The Strait Is Still Closed, But Oil Isn't Acting Like It. Shipping traffic through the Strait of Hormuz has been largely blocked by Iran since February 28, 2026, when the United States and Israel launched an air war against Iran. The strait normally carries roughly 20% of the world's seaborne oil. Yet WTI at ~$91 is well below the $117 April average and the $107 May average for Brent. So far, oil facilities have largely been spared, which has helped prevent the kind of supply shock many traders had feared.
The UAE and Iran held rare direct talks, raising hopes for diplomatic de-escalation. Prices have actually fallen 14% over the past month, suggesting traders are cautiously betting on a reopening.
America's Oil Cushion Is Draining Fast. U.S. crude stockpiles, including strategic reserves, fell by 15 million barrels last week and have declined by more than 70 million barrels over the past five weeks, marking the largest drawdown since the 1980s. That buffer — the barrels the government and industry keep on hand for emergencies — is vanishing at a pace not seen in four decades. If diplomacy stalls, there is less room to absorb another supply shock.

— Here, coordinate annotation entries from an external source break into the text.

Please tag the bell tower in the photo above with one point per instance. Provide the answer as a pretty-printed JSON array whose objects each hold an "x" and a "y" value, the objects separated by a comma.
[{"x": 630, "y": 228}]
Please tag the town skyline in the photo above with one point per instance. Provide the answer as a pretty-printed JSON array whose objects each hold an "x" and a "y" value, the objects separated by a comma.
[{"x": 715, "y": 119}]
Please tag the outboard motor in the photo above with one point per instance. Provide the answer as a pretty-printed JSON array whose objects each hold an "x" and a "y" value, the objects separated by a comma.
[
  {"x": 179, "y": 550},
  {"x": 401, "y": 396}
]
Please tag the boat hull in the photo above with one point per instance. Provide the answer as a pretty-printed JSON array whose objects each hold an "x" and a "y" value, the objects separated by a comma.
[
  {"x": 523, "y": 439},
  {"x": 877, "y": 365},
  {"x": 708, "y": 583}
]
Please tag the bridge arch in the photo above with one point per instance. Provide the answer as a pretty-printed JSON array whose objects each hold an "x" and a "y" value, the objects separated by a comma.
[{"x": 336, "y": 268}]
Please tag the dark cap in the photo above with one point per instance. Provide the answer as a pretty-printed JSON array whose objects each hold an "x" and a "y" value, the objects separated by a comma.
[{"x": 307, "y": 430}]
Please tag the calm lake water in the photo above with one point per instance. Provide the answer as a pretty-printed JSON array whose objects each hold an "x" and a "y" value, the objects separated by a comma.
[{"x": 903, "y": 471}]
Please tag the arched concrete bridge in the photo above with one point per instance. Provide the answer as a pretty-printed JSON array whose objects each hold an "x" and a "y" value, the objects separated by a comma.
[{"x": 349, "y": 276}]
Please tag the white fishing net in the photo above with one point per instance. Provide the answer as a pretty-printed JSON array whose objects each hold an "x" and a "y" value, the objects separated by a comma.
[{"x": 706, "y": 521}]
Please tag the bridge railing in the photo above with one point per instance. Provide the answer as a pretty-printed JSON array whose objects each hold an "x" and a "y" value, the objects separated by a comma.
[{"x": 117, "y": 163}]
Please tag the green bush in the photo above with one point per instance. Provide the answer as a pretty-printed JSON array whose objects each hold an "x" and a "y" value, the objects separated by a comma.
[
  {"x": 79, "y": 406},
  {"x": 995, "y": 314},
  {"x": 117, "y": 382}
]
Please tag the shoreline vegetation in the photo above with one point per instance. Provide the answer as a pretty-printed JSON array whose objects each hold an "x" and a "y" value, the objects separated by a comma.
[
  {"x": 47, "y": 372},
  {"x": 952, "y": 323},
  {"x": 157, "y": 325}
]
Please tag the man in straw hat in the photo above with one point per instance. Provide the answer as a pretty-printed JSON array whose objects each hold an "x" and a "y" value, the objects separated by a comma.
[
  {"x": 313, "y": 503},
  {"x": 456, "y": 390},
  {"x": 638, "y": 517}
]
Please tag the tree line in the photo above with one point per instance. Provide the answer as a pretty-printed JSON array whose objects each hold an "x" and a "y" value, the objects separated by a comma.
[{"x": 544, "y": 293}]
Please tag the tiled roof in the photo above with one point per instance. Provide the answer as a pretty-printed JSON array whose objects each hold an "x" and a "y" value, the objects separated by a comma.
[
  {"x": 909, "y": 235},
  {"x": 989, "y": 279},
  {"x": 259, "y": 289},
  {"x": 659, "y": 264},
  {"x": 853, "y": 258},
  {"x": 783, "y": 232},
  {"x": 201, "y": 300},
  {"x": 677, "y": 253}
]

Wholesale Inflation Is Screaming "Energy Crisis." The producer price index increased 1.1% in May, putting the 12-month wholesale inflation rate at 6.5%, the highest since November 2022.
80% of the rise in goods prices came from a 10.7% jump in energy. Gasoline prices rose 23.4% at the wholesale level. This matters because producer prices eventually flow into what consumers pay. Resurgent inflation is also likely to keep the Federal Reserve on the sidelines, with some Wall Street economists speculating that policymakers are more likely to hike interest rates than to cut them.
The Clock Is Ticking on a Deal. Saudi Aramco CEO Amin Nasser warned that the oil market will take until 2027 to normalize if the Strait stays blocked beyond mid-June.
The Dallas Fed estimates the closure could raise WTI to $98 per barrel and lower global GDP growth by an annualized 2.9 percentage points in Q2 2026. Every week without a deal erodes the world's ability to snap back. At $91, oil looks deceptively calm — but the fundamentals underneath are anything but.